Overwegende, dat blijkens hogervermeld proces-verbaal Gebroeders KHAN N.V. (KHAN & BROS LTD) in hoger beroep zijn gekomen van voormeld eindvonnis van 19 maart 1996;

Overwegende, dat bij exploit van deurwaarder M.Sitaram van 4 mei 1998 aan geïntimeerden aanzegging van het ingestelde hoger beroep is gedaan, terwijl uit de ten processe aanwezige stukken blijkt, dat de rechtsdag voor de behandeling der zaak in hoger beroep voor het Hof van Justitie aan partijen is aangezegd;

Overwegende, dat de advokaten van partijen te dienende dage de zaak bij pleidooi nader hebben toegelicht en verdedigd, waarna het Hof vonnis in de zaak aanvankelijk had bepaald op 6 augustus 1999, doch na enige malen te zijn aangehouden nader op heden.

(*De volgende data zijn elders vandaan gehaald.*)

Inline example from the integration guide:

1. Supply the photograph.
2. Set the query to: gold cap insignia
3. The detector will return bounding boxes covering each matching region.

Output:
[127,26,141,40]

TEN AANZIEN VAN HET RECHT:
Overwegende, dat de appellante tijdig in hoger beroep gekomen is van de beslissing van de Kantonrechter in het Eerste Kanton d.d. 19 maart 1996;
Overwegende, dat de appellante niet zes (6) doch vijf (5) grieven aangedragen heeft tegen de beslissing van de eerste rechter, die – kort samengevat – ervan uitgaan dat nu slechts sprake was van een offerte en de letter of credit door de appellante ten behoeve van de leverancier nog niet geopend was, de geintimeerden – als erfgenamen van de tussenpersoon [naam] – nog geen aanspraak maken op de alsdan te verdienen commissie, als door hen gesteld;
Overwegende, dat het Hof niet in herhaling wenst te treden van al hetgeen de Kantonrechter zowel met betrekking tot de feiten als het toegepaste recht heeft overwogen en beslist, omdat het Hof zich daarmede kan verenigen;
Overwegende, immers dat de erflater van de geintimeerden alles gedaan heeft wat van hem i.c. kon en mocht worden verlangd om de onderhavige transactie tussen de appellante en de leverancier mogelijk te maken, welke door de appellante is geannuleerd op grond van haar persoonlijk betreffende omstandigheden, n.l. het niet kunnen beschikken over de nodige Amerikaanse dollars die voor de betaling van de door haar aan te kopen goederen vereist waren, en is dus de commissie door hem terecht als verdiend aangemerkt;
Overwegende, dat het Hof het bestreden vonnis dan ook zal bevestigen, met veroordeling van de appellante, als de in het ongelijk gestelde partij, in de gedingkosten;

RECHTDOENDE IN HOGER BEROEP:
Bevestigt het vonnis van de Kantonrechter in het Eerste Kanton gewezen tussen partijen en uitgesproken op 19 maart 1996;
Veroordeelt appellante in de gedingkosten in hoger beroep aan de zijde van geintimeerden gevallen en begroot op f.5.000,–;
Met inbegrip van het door het Hof aan hun advokaat voor het door hem gehouden pleidooi toegekende salaris van f.5000,—;
bepalende het Hof het salaris van de advokaat van appellante eveneens op f.5000,– ;

Aldus gewezen door de heren: Mr.S.GANGARAM-PANDAY, fungerend-President, Mr.P.G.WOLFF en Mr.K.PULTOO, Leden en door de fungerend-President uitgesproken ter openbare terechtzitting van het Hof van Justitie van VRIJDAG, 6 AUGUSTUS 1999, in tegenwoordigheid van Mr.M.E.VAN GENDEREN-RELYVELD, Substituut-Griffier.

w.g.M.E.VAN GENDEREN-RELYVELD w.g.S.GANGARAM PANDAY

Bij de uitspraak ter terechtzitting is verschenen advokaat Mr.G.gangaram Panday namens de gemachtigden van partijen advokaten Mr.F.F.P.Truideman en Mr.E.C.M.Hooplot.